Koh Kret, Nonthaburi
OK, it may not be the white sands and azure waters you had in mind, but Bangkok's closest island is not without its charms. This tiny, car-free island located on the Chao Phraya River is accessible by boat from Pakkred Pier in Nonthaburi, or you can take a ferry straight from Sathorn Pier near BTS Saphan Taksin. On arrival, you'll immediately be drawn into a slower pace of life, wandering the various temples and museums like Wat Poramaiyikawat and the next door museum, which displays items like votive tablets, crystal ware and porcelain. Also check out Kwan Aman Pottery Museum, which exhibits a number of ancient Mon ceramics. Another highlight is the local market which has stalls selling local pottery, handmade decorative items and a variety of food like tod mun nor kala and Mon-style khao chae. Get a drink here and it’ll be served in pottery that you can take home with you. Beer lovers can even stop by Chit Beer to take a brewing course or just enjoy a nice, cold pint.
Koh Larn, Pattaya
Perhaps the most popular island near Bangkok, Koh Larn is only 30 minutes by boat from Pattaya’s Bali Hai pier. The ferry service runs every 1.5 hours to two hours starting from 7am to 6.30pm daily and the fare is B30 per person. A speedboat service is also available at about B1,500-B3,500 for a group, or B300 per person each way. The island is not only popular because it’s convenient to get to—it is also home to a few nice long stretches of white beach with clear waters. Among the island’s most beautiful beaches are Ta Waen and Samae. Here, you can also partake in parasailing, banana boat riding, jet skiing or exploring the island by motorbike. As there are a number of resorts available, you can spend a night here or just enjoy a day out and take the last ferry which leaves at 6pm back to Pattaya.
Koh Si Chang, Chonburi
Head north from Pattaya and you'll find Koh Loi Pier, from where you can catch a 50-minute ferry to nearby Koh Larn from 7am-8pm daily. Though the beaches here are nice, the island's rich history and charming fishermen’s village take center stage. Other attractions include the Chinese temples, Saan Chao Pho Khao Yai and Wat Tham Yai Prik. The island was once home to King Chulalongkorn’s Judha Dhut Palace—the world’s largest golden teak wood mansion—which in 1912 was relocated and restored in Bangkok’s Dusit District as Vimanmek Mansion (now closed). Active vacationers can enjoy swimming, kayaking, hiking and biking, otherwise you can relax with fresh seafood on the beach. There are many resorts on the island—check out Paree Hut Resort (www.pareehutresort.com), priced at B3,400/night on weekdays and B3,900/night on weekends, inclusive of breakfast.

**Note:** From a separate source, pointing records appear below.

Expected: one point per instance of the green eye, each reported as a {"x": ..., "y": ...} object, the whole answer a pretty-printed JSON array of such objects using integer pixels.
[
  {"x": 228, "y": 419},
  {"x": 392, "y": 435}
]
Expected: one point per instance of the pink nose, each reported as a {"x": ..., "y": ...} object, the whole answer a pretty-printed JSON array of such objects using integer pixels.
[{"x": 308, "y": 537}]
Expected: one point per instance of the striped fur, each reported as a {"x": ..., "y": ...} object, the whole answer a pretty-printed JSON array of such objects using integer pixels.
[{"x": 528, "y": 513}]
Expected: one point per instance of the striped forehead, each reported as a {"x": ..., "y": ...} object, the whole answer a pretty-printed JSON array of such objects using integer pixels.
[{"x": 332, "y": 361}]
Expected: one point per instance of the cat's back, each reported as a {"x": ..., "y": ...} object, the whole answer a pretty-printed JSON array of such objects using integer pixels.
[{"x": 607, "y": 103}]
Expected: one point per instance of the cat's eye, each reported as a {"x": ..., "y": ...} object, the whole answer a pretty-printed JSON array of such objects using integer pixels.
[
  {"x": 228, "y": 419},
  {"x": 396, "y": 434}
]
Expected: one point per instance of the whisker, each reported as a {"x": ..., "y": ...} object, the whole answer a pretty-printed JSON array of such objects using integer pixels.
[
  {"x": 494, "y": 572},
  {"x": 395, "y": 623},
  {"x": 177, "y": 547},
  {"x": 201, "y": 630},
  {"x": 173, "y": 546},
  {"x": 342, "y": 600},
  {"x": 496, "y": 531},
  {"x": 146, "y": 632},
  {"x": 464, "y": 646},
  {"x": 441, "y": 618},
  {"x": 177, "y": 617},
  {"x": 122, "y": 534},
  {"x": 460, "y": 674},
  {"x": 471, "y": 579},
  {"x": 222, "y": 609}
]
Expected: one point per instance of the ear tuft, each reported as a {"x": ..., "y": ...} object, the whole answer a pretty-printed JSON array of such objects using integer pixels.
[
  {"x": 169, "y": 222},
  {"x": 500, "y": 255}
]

Wat Niwet Thammaprawat, Ayutthaya
Here's another one that might not scream "island," but it is surrounded by the Chao Phraya River, so it counts! When it comes to Wat Niwet Thammaprawat, the location isn't the only thing that challenges perceptions. Accessible via a cable-sala ride across the river from Ayutthaya's Bang Pa-In Palace, the temple's architecture is very unique in its European style—though it resembles a Catholic church, it is in fact a Buddhist temple. No, it’s not a typical cable car either. You have to ring a bell, after which monks on the other side will pull your cabin via a ropeway across the river, free of charge. Built in the reign of King Rama V, the design of the temple was inspired by European cathedrals, drawing on gothic art with its colorful stained glass windows. This peaceful spot will take you back in time with its rich history.